How to Prepare for a Contested Election
Exacerbating the public crisis of faith would be a repeat of the 2000 presidential election — wherein the election is ultimately decided by the U.S. Supreme Court.
The 2020 presidential election, pitting against each other two diametrically opposed visions of the American regime and way of life, is unprecedented in the modern history of the republic. On the merits — the sustainability and survivability of what Abraham Lincoln called “that government of the people, by the people, for the people” — it is perhaps the most important presidential election since the most recent threat to the American regime in 1860. The reality is that no one alive today has seen the legal, political and cultural foundations of this great nation more besieged than it is now by the destructive, intersectional, “woke” forces of the radical left.
But in this most chaotic of years, characterized by a global pandemic and insurrectionist violence of the most sordid sort rocking the nation’s urban corridors, there are a myriad of other unique factors that risk undermining public confidence in the integrity of our quadrennial presidential election. Due to the widespread fear of in-person voting due to COVID-19, as many as half of the overall ballots — disproportionately consisting of Democratic voters — cast this year could be mailed in. Risking a pall cast over the entire process, a recent Washington Post analysis found that roughly 5% of all mail-in ballots fail to result in a counted vote, due to either fraud, a late postmark or an invalid signature. Overall, what is now impending is unlike anything our electoral system has ever handled, and there are hundreds of election-related lawsuits currently winding their way through the federal courts.

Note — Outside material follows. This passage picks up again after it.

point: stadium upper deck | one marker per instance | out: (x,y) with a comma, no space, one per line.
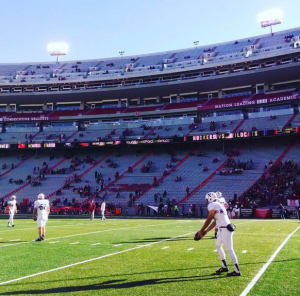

Recently, I was one of 35 participants in a wargame election simulation, co-hosted by the Claremont Institute and the Texas Public Policy Foundation, which assigned roles and sought to game out various possible scenarios for the 79 days from Election Day 2020 to Inauguration Day 2021. According to the wargame, in the likely probability of an ambiguous result on Nov. 3, the ubiquity of underfunded/understaffed state ballot-counting infrastructures and the extraordinary number of nationwide election-related lawsuits could lead to domestic unrest, foreign interference and a public crisis of faith in our electoral and governmental legitimacy.
Exacerbating that public crisis of faith would be a repeat of the 2000 presidential election — wherein the election is ultimately decided by the U.S. Supreme Court. Perhaps, like in Bush v. Gore, it might even be decided by a bare 5-to-4 Court majority. But there is an extraordinarily straightforward constitutional path to mitigating the prospects of such a fraught, bleak outcome. Although the election litigation now unfolding throughout the states oftentimes entails tortured, labyrinthine legal reasoning, a dissent this week in an en banc Fourth Circuit case out of North Carolina provides the roadmap for a salutary path forward — as both a matter of law and as a matter of salving the political fractiousness of a nation increasingly teetering on the brink.
As Judge J. Harvie Wilkinson III wrote on behalf of the three dissenting judges in Wise v. Circosta (aside: Why were all three of President Donald Trump’s nominees to the Fourth Circuit, including the highly touted Judge Allison Jones Rushing, in the misguided majority?), the Constitution provides, in unmistakable fashion, a clear binary question reviewing judges ought to ask themselves in order to determine whether any particular election regulation this year — pertaining to mail-in ballot postmark deadlines, ballot drop box distributions and so forth — meets constitutional muster. Consider the elections clause of Article I, Section 4 of the Constitution: “The times, places and manner of holding elections for Senators and Representatives, shall be prescribed in each state by the legislature thereof.” As Wilkinson wrote, the Constitution “clearly and explicitly delegates” the power over managing and regulating state elections not to any court, not to any governor and not to any statewide election board. Rather, the exclusive source of power for managing and regulating the “manner of holding elections” is the plenary power that resides in the state legislatures.
Put another way, federal judges throughout the country should follow one exceedingly simple and dispositive legal rule in adjudicating the myriad of lawsuits unfolding, and yet to unfold, pertaining to all things election-related. If a regulation is the product of the state legislature, then it is constitutional (pending consideration of any possible heightened criteria emanating from other legal sources, such as the various states’ own constitutions). If a regulation is the product of any rulemaking body other than a state legislature, though, it is invalid.
Widespread judicial acceptance and utilization of the elections clause of Article I, Section 4 is not merely a proper application of black-letter law, though. If implemented — including, if need lamentably be, at a Bush v. Gore-style final Supreme Court case — it could go long a way toward defusing partisan tensions and solidifying electoral legitimacy due solely to the fact that its legal reasoning is so readily accessible and easily understood by lawyers and laymen alike. Given the tumult that we are likely to see unfold before our eyes over the next few weeks, that would be just what the doctor ordered.